I trust that the court does not on some future occasion find itself in the unhappy position which we have been put in.
For those reasons, which are supplementary to what has fallen from my Lord, and agreeing with everything he has said, I agree that, despite the judicially reviewable error into which the District Judge fell, it would not be right for us to quash this decision. Accordingly the application by the Crown Prosecution Service for judicial review must be refused.
LORD JUSTICE MUNBY: Is there any form of direction or order that anybody seeks beyond the bare order dismissing the application?
MR PARKIN: No, my Lord. I do not know if it is appropriate for an order at this stage to lift the stay in the lower courts and let matters take...
LORD JUSTICE MUNBY: The stay was given by the Administrative Court, was it not?
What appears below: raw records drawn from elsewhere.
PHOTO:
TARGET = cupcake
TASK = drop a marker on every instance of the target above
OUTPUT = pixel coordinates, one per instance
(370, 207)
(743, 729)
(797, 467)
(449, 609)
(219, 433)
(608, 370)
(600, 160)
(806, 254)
MR PARKIN: I am not sure it was. My learned friend may be in a better position --
LORD JUSTICE MUNBY: I think I read somewhere that Judge Kaye granted a stay. Was Judge Kaye sitting in this court?
MR PARKIN: He was. He would have been.
LORD JUSTICE MUNBY: So we have power to lift the stay and it must be right that we lift the stay.
MR PARKIN: Yes.
LORD JUSTICE MUNBY: So this matter in respect of sentence can proceed without any further delay. We will dismiss the application for judicial review, we will lift with immediate effect the stay granted by Judge Kaye on 27 May 201, and no order as to costs.
MR PARKIN: I am grateful.
LORD JUSTICE MUNBY: Thank you very much indeed.